Matthew Hedstrom

Associate Professor of Religious Studies and American Studies
hedstrom@virginia.eduPh.D., University of Texas at Austin (American Studies)
M.A., University of Texas at Austin (American Studies)
B.A., Haverford College (History)
SPECIALTIES
American Religion and Culture 19th & 20th C, Protestantism, Religious Modernity, History of the Book
CLASSES
Spirituality in America
Historiography of American Religion
Introduction to American Studies
Matthew is a historian of the United States specializing in religion and culture in the late nineteenth and twentieth centuries. His central questions probe the intersections of American modernity and Protestant and post-Protestant religious modernity in the United States. He also has longstanding and ongoing interests in the history of the book, especially as it applies to American religious history.

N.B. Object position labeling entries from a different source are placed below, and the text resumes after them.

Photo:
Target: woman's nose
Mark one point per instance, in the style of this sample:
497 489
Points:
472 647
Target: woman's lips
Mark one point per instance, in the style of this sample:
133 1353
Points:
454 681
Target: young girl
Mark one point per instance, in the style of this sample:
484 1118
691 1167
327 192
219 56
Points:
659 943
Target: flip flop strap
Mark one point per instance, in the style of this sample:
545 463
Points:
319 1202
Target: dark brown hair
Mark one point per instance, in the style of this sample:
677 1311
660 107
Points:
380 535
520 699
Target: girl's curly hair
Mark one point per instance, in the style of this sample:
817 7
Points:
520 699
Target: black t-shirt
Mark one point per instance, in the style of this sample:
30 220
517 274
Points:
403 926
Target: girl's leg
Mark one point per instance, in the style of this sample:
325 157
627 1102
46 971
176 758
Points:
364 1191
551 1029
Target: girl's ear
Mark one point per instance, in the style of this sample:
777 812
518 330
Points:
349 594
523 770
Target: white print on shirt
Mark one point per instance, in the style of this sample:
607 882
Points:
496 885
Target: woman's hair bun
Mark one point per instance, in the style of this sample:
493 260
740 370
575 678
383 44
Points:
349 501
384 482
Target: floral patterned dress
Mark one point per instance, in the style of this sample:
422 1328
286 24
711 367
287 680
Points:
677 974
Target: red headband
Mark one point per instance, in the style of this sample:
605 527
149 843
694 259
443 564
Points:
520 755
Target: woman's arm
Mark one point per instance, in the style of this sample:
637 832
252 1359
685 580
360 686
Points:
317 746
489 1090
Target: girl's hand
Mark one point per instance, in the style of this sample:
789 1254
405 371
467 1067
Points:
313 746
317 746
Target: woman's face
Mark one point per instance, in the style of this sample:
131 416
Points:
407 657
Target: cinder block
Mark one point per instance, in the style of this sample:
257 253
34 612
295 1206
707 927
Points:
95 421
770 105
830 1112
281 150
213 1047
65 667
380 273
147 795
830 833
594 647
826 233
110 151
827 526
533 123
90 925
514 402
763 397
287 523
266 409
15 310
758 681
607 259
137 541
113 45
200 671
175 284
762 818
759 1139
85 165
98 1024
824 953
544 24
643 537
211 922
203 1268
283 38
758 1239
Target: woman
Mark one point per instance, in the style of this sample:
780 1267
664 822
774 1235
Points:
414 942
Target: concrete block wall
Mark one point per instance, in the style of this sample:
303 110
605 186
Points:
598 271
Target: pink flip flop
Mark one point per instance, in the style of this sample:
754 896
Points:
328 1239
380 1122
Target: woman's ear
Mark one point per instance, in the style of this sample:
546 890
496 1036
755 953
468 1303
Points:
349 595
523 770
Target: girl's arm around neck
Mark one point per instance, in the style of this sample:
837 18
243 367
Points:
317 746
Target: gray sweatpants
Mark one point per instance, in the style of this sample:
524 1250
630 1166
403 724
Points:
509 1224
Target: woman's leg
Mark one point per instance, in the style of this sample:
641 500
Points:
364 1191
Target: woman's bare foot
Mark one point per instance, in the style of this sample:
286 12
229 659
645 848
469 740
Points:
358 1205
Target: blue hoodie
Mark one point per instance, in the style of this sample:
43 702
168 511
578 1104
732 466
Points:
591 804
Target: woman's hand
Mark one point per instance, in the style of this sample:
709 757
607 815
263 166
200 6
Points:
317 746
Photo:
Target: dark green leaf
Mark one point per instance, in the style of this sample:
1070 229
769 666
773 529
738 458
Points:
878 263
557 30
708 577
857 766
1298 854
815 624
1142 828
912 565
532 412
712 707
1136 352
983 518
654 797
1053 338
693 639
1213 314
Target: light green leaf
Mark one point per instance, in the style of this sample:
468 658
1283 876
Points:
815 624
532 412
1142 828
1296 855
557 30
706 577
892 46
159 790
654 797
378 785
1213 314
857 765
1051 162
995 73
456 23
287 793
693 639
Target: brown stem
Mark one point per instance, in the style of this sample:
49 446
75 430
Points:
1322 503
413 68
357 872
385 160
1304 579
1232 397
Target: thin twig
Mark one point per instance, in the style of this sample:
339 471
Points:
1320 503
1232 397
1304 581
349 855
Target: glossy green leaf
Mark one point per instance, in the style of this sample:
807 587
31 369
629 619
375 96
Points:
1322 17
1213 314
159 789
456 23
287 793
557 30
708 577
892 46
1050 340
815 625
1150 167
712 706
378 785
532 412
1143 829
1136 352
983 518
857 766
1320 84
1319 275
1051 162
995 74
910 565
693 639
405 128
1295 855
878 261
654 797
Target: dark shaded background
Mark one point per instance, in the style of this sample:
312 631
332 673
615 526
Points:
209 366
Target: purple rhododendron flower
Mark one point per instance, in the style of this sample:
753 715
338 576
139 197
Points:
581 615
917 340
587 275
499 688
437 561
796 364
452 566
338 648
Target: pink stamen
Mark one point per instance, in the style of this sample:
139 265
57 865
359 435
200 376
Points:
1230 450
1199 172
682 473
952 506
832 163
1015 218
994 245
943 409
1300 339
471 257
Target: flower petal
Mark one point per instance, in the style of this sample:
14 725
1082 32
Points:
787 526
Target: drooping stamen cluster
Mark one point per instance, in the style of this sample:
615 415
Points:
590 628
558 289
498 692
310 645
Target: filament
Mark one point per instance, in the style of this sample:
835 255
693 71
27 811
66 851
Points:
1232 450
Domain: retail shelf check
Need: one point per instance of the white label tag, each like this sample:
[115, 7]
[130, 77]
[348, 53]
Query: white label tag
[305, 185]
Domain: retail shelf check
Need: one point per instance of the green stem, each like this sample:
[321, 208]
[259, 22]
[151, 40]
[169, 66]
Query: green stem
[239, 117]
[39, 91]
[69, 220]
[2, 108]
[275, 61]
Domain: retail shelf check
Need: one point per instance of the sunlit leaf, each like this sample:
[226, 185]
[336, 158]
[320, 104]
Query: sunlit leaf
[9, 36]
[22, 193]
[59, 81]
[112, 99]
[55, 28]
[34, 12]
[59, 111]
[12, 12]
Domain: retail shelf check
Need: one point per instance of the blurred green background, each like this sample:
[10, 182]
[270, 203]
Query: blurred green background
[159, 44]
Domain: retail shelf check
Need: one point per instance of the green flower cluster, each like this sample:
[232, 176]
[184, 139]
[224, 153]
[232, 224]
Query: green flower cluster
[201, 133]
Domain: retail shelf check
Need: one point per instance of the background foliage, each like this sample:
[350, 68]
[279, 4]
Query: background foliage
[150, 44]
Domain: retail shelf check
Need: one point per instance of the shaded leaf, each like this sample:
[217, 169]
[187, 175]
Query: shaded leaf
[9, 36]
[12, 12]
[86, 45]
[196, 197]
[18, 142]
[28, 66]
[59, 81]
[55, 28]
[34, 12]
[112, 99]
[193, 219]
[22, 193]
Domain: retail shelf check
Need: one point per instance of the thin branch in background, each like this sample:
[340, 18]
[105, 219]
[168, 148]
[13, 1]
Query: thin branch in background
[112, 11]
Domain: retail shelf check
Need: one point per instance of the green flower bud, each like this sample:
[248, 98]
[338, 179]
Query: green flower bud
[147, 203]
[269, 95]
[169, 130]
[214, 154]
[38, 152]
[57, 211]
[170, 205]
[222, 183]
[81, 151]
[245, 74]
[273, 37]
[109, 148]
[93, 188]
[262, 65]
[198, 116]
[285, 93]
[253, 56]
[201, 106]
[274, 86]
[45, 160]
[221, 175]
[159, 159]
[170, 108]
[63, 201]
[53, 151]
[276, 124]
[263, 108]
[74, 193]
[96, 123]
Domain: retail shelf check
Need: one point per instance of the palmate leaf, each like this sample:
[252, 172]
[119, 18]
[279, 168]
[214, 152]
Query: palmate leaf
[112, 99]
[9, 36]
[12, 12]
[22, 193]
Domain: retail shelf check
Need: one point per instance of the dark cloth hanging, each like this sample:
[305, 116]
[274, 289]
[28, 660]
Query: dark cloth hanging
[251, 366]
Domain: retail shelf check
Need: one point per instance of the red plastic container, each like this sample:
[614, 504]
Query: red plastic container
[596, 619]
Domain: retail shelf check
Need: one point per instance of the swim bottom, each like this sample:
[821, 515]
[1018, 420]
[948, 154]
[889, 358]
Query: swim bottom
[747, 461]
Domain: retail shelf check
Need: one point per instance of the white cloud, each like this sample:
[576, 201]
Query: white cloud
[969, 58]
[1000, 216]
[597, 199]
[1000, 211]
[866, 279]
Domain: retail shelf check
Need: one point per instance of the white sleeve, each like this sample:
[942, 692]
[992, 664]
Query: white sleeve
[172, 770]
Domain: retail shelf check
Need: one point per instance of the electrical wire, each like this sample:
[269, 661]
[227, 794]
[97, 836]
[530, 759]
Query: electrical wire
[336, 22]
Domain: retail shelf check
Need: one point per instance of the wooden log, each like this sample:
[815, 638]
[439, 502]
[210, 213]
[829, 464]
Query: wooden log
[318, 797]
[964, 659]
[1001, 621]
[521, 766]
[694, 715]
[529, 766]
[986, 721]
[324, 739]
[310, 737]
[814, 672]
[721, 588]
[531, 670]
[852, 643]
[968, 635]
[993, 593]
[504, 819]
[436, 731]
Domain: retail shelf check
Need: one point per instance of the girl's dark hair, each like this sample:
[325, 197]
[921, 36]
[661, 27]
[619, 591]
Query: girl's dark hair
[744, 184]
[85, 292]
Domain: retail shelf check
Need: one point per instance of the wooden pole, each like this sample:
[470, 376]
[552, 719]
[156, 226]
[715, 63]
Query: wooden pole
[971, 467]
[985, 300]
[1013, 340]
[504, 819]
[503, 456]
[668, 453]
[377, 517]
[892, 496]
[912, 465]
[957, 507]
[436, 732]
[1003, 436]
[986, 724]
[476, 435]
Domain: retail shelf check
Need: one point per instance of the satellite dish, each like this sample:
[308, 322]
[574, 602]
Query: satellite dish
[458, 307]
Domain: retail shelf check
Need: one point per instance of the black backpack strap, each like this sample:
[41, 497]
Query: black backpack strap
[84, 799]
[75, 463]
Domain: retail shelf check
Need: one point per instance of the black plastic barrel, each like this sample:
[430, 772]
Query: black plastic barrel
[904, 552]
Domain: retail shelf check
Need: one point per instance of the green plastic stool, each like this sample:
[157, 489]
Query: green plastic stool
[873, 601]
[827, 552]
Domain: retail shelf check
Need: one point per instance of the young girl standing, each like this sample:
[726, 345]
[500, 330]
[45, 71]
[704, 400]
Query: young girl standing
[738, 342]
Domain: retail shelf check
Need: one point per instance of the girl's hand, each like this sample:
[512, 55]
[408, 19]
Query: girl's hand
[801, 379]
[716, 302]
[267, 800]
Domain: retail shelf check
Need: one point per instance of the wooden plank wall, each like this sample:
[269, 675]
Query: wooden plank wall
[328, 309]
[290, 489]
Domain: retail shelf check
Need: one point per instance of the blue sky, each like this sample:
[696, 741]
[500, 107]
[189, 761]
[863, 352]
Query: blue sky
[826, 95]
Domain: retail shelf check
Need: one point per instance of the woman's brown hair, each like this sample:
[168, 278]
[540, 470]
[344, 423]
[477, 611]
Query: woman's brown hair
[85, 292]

Race, religion and psychology, the history of spirituality, mass culture, religious liberalism, cosmopolitanism and internationalism all figure into his research and teaching.
He is now researching and writing a book called The Religion of Humanity: Faith, Politics, and the United Nations. This book explores the deep religious history of the United Nations—the religion of the UN as well as religion in and about the UN. The project reaches back into the nineteenth century and forward to the late twentieth, but is centrally concerned with the UN and its American religious contexts, conflicts, and constituencies in the 1940s, 1950s, and 1960s. The long arc of the plot follows the intersecting histories of two great liberal dreams of the modern age—the religious vision of a “religion of humanity” and the political vision of world government—as they converged and diverged across the nineteenth and twentieth centuries.